Image courtesy of Rochester Institute of Technology
The speed of technological change is one of the biggest issues facing educators. For Foster, the fact that Epic Games is releasing new tools and content nearly every three months means that he is constantly updating his resources. 

“It's almost like the speed of obsolescence, or the half-life of knowledge, is increasing,” he says. “I think that’s one of the biggest challenges. The key is to make sure that the information design identifies and tags where and when things change, and in what version of Unreal.”

In addition, Foster has been incorporating vocabulary from multiple disciplines. Integrating the terms from diverse disciplines has been a challenge. While designers talk about affordances, it’s not part of the traditional language of graphic design or 3D digital design vocabulary. Meanwhile, Human Computer Interface (HCI) design has some overlap with both, plus connections to interactive VR design. 

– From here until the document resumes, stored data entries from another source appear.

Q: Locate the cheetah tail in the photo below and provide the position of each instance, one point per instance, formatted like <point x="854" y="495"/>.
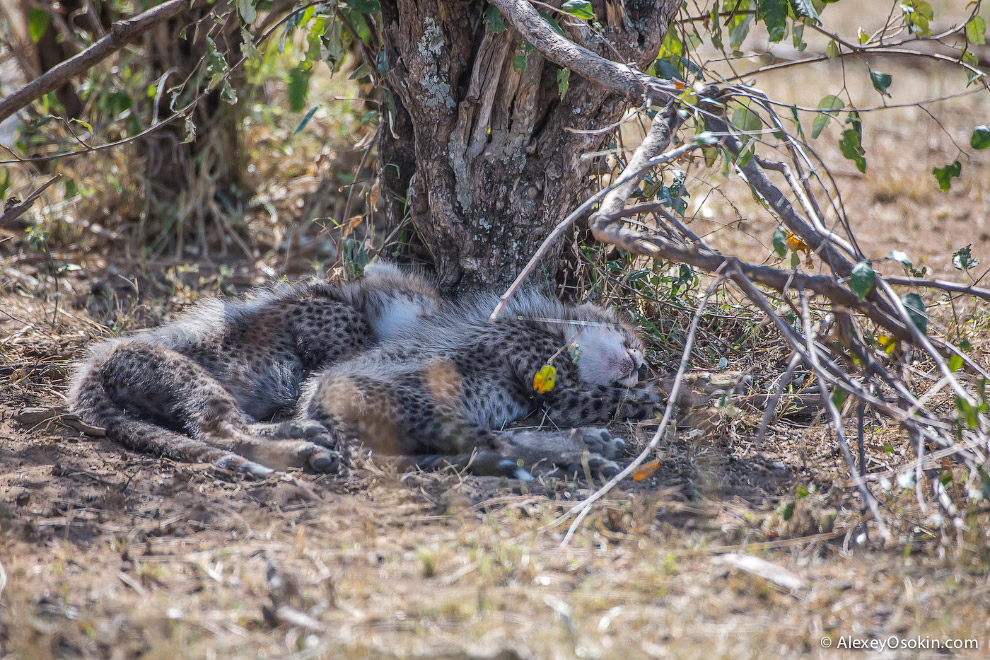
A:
<point x="89" y="399"/>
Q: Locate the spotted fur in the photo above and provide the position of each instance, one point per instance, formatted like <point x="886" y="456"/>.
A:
<point x="206" y="387"/>
<point x="441" y="392"/>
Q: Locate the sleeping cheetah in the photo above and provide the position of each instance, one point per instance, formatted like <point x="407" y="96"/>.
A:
<point x="441" y="393"/>
<point x="199" y="389"/>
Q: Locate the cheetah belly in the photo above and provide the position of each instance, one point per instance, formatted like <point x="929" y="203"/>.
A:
<point x="262" y="389"/>
<point x="495" y="407"/>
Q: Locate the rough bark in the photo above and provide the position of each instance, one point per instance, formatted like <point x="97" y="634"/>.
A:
<point x="494" y="156"/>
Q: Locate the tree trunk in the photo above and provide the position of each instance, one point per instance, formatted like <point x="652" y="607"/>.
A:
<point x="488" y="154"/>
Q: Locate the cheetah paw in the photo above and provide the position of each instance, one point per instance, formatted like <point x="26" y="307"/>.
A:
<point x="600" y="441"/>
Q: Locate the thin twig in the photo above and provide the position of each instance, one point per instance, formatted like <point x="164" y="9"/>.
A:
<point x="121" y="33"/>
<point x="14" y="212"/>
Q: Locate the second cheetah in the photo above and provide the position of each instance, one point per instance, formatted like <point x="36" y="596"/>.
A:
<point x="202" y="388"/>
<point x="441" y="392"/>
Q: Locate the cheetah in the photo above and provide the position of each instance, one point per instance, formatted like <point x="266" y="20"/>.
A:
<point x="443" y="392"/>
<point x="206" y="387"/>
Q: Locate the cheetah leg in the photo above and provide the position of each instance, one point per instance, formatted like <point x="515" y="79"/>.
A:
<point x="602" y="403"/>
<point x="392" y="419"/>
<point x="566" y="450"/>
<point x="159" y="384"/>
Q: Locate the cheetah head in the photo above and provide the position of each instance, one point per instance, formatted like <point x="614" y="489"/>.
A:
<point x="610" y="351"/>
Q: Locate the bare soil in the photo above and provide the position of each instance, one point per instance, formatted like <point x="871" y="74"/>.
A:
<point x="110" y="554"/>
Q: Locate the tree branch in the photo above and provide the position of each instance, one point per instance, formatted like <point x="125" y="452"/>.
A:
<point x="14" y="212"/>
<point x="619" y="78"/>
<point x="120" y="34"/>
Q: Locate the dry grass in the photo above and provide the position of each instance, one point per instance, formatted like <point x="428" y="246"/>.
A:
<point x="112" y="554"/>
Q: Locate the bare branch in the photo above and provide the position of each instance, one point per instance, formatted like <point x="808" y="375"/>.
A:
<point x="665" y="124"/>
<point x="121" y="33"/>
<point x="621" y="79"/>
<point x="14" y="212"/>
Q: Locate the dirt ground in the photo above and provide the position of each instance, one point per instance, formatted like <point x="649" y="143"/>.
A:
<point x="730" y="549"/>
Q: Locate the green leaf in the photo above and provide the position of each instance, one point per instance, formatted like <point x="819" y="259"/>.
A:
<point x="38" y="21"/>
<point x="828" y="107"/>
<point x="981" y="138"/>
<point x="963" y="259"/>
<point x="710" y="154"/>
<point x="305" y="120"/>
<point x="861" y="279"/>
<point x="563" y="82"/>
<point x="851" y="146"/>
<point x="780" y="242"/>
<point x="916" y="310"/>
<point x="774" y="14"/>
<point x="851" y="143"/>
<point x="975" y="28"/>
<point x="973" y="73"/>
<point x="247" y="11"/>
<point x="805" y="9"/>
<point x="944" y="175"/>
<point x="707" y="138"/>
<point x="797" y="122"/>
<point x="549" y="19"/>
<point x="738" y="29"/>
<point x="746" y="120"/>
<point x="881" y="81"/>
<point x="714" y="27"/>
<point x="86" y="125"/>
<point x="579" y="9"/>
<point x="493" y="20"/>
<point x="905" y="263"/>
<point x="298" y="88"/>
<point x="365" y="6"/>
<point x="917" y="15"/>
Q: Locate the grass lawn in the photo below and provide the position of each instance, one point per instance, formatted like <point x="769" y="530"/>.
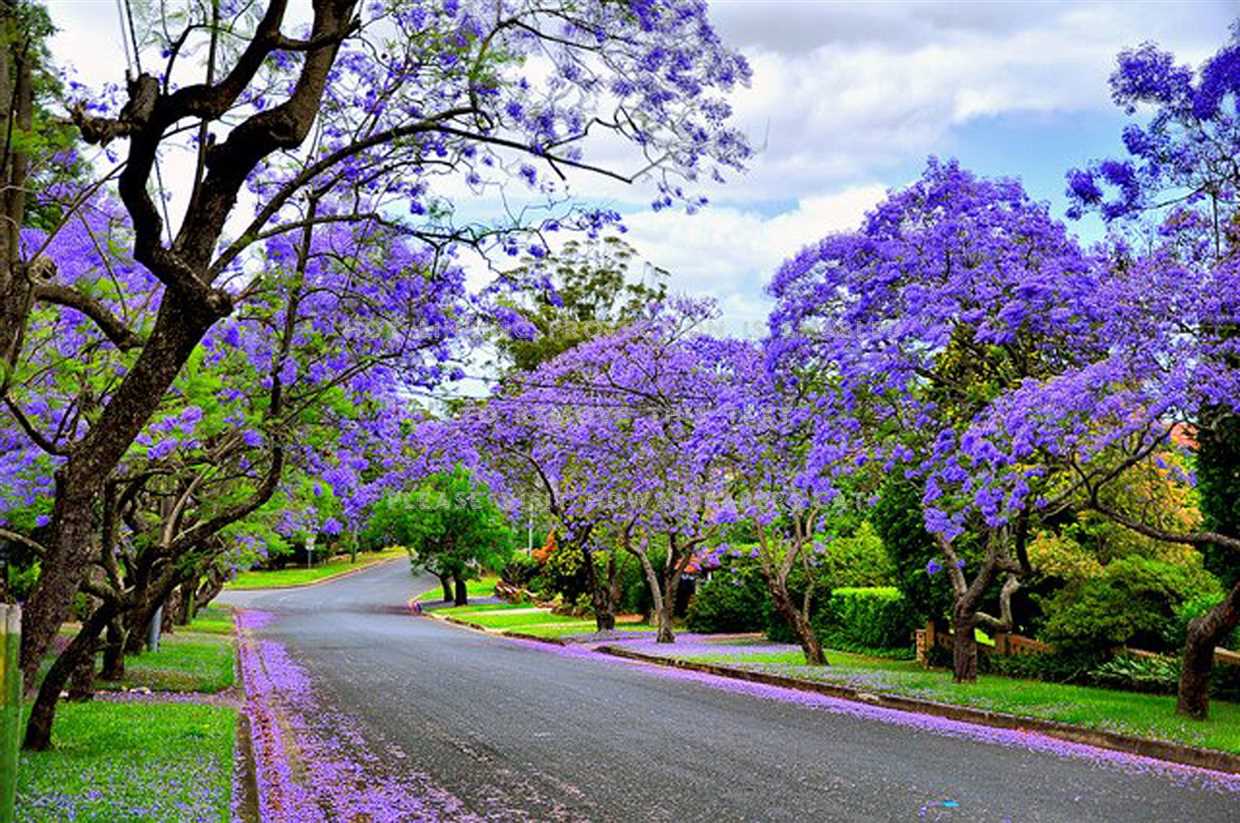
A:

“So things like ‘staging’—how you design something that guides an eye, or guides the user to do a certain type of activity—that seems to be more relatable,” he says.

Foster finds the intersections and differences among these diverse vocabularies very fertile ground for the creative exploration that fuels his research and teaching.

Return on investment: skills students need most

Foster believes there is no one general area where every student stumbles, that it is different for every person entering the program. “Often they’ll be really strong in a design area, but then weaker in a technical area” he says. “Some will be stronger in technical areas, weaker in design. And then some will be right in the middle. And all three have danger areas. It also depends on what your goal is; if you want to work at a AAA studio, then you need to be a deep specialist, either in design or in tech.” 
Image courtesy of Rochester Institute of Technology
Foster refers to an ongoing discussion between academics and the Epic community. “There’s a huge concern about the return on investment, especially for a really expensive college education,” he says. “And it’s interesting, there’s an inversion of some of the skills—critical thinking, ideation, those are on the rise again.” He focuses on adaptivity, combined with the ability to rapidly add on new skill sets, and to think both critically and creatively. Another important skill is mastering collaborative workflows

“It’s hard: nobody likes working on group projects in college typically,” he laughs. “But we’re definitely working towards figuring it out, because all of our students that go into the best studios come back and they talk to the students and they say, ‘You know what? Being able to work with people, and communicate, it’s kind of a critical skill set!’ ”
Image courtesy of Rochester Institute of Technology
At RIT the new program aims to encourage students to go deep, but also master a broad range of skills earlier. Foster keeps an eye on Epic’s roadmap, which he uses as a guide for where they’re going and new tools in development. His advice? “If I see something that’s a multi-step workflow that’s going to be turned into a button, I try to avoid teaching students the multi- step workflow.”

How an Epic MegaGrant validates teachers

Foster’s interdisciplinary courses prepare students to work wherever 3D graphics and design are found. His students have found jobs around the world, working with robotics or designing furniture, as well as in the entertainment industry. Though introducing a new interdisciplinary approach into the curriculum can cause friction, Foster believes that receiving a MegaGrant has helped convince a few of his fellow academics that his ideas are solid. 

“It’s good to be proven right!” he concludes. “So Epic Games, thanks again!”